Calculates the mean and standard deviation of a PyTorch dataset.
"""
loader = data.DataLoader(dataset, batch_size=64, shuffle=False, num_workers=0)
channel_sum = torch.zeros(3)
channel_sum_sq = torch.zeros(3)
num_pixels = 0
for images, _ in tqdm(loader, desc="Calculating Dataset Stats"):
num_pixels += images.size(0) * images.size(2) * images.size(3)
channel_sum += images.sum(dim=[0, 2, 3])
channel_sum_sq += (images ** 2).sum(dim=[0, 2, 3])
mean = channel_sum / num_pixels
std = (channel_sum_sq / num_pixels - mean ** 2) ** 0.5
return mean, std
Composing Transformations for Data Augmentation
transforms.Compose creates a single pipeline that applies a sequence of transformations to an image in order.
Here we create a full augmentation pipeline:
# The full augmentation pipeline with all random transformations
full_augmentation_pipeline = transforms.Compose([
transforms.RandomResizedCrop(size=224),
transforms.RandomHorizontalFlip(p=0.5),
transforms.ColorJitter(brightness=0.05, contrast=0.05),
SaltAndPepperNoise(amount=0.001),
transforms.ToTensor(),
# Using `mean` and `std` values as calculated on the 100x100 images
transforms.Normalize(mean=[0.485, 0.456, 0.406], # Example values
std=[0.229, 0.224, 0.225])
])
When you pass this pipeline to a DataLoader, the transforms are applied on the fly.

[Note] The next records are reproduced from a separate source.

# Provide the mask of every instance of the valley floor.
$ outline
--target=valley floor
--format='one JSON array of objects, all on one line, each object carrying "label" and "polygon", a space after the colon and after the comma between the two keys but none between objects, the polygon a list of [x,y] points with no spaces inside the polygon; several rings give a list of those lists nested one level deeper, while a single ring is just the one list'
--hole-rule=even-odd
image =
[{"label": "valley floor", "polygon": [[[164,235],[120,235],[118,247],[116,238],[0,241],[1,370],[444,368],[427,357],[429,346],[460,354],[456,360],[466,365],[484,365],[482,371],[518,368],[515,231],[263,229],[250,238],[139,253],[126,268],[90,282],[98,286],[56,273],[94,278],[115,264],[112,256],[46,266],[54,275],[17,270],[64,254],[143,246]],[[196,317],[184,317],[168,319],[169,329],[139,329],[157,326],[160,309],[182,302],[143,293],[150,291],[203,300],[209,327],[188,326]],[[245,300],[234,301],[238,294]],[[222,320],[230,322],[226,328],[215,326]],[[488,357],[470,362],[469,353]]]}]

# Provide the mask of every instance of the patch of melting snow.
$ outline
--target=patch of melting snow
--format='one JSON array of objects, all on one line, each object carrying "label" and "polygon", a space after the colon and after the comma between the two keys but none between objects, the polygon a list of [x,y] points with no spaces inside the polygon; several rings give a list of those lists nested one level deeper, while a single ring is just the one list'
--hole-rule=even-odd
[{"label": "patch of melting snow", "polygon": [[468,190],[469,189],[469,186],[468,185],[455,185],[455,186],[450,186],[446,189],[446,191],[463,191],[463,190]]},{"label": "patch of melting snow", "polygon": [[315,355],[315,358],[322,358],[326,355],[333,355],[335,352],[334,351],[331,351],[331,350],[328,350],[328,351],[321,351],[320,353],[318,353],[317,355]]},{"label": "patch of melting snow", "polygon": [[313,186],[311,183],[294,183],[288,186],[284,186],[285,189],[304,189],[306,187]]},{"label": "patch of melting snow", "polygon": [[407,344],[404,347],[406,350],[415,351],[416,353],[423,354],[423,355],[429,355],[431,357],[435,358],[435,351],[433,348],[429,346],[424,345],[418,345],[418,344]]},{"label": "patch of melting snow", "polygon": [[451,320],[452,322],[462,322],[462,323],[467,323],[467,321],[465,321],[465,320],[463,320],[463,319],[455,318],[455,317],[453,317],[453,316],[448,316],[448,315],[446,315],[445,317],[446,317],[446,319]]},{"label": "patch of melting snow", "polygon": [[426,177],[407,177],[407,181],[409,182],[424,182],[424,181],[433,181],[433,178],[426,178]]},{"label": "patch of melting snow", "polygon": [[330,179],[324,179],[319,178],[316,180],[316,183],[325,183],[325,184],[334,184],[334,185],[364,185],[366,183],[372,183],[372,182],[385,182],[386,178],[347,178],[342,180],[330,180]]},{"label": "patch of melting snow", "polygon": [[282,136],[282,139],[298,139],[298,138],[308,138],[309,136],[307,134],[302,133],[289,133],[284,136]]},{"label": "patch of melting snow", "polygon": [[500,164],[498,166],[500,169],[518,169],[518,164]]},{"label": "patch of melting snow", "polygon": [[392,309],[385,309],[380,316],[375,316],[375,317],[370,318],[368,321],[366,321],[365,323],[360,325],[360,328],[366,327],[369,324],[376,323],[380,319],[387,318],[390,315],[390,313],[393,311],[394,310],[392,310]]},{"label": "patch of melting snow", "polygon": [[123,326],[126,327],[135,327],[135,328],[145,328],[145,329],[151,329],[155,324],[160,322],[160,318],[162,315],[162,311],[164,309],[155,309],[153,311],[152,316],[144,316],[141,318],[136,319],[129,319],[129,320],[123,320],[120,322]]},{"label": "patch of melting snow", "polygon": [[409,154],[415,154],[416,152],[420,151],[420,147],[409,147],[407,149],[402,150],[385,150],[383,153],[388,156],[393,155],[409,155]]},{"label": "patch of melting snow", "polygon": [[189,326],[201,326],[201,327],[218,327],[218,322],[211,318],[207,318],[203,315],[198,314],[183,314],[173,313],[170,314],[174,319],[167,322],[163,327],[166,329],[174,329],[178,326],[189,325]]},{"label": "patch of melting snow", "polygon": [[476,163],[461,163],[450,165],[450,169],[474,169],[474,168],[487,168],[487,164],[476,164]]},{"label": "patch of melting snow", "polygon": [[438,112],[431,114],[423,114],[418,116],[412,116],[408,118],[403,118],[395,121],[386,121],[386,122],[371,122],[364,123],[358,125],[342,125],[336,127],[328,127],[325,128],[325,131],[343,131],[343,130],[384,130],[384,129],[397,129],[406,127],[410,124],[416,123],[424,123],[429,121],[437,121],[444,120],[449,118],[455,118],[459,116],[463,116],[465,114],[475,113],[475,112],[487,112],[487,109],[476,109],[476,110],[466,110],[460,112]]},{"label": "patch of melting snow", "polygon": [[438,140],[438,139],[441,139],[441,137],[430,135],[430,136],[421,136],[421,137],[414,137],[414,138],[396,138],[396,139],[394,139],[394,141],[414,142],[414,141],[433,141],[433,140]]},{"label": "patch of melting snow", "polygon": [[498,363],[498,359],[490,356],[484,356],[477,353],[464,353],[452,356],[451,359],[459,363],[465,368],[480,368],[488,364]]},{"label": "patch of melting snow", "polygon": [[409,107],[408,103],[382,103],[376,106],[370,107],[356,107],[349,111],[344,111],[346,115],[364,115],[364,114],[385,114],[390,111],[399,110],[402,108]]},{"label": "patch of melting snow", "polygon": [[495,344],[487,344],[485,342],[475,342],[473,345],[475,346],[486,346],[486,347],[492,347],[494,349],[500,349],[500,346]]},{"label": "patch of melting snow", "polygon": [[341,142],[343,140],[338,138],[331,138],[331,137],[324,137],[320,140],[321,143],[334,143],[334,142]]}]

With each epoch, your model is fed a unique version of the same original image, virtually increasing the size and diversity of your training data.
Conclusion
We’ve covered the core components of image preprocessing and augmentation with TorchVision:
- Conversion:
Pillow (PIL)<->PyTorch Tensors. - Utilities:
make_gridandsave_image. - Transformations: Individual transforms like
RandomResizedCropandColorJitter. - Custom Transforms: Creating your own classes.
- Normalization: Calculating and applying dataset statistics.
- Pipelines: Using
transforms.Compose.
These skills are foundational to building robust and efficient computer vision models.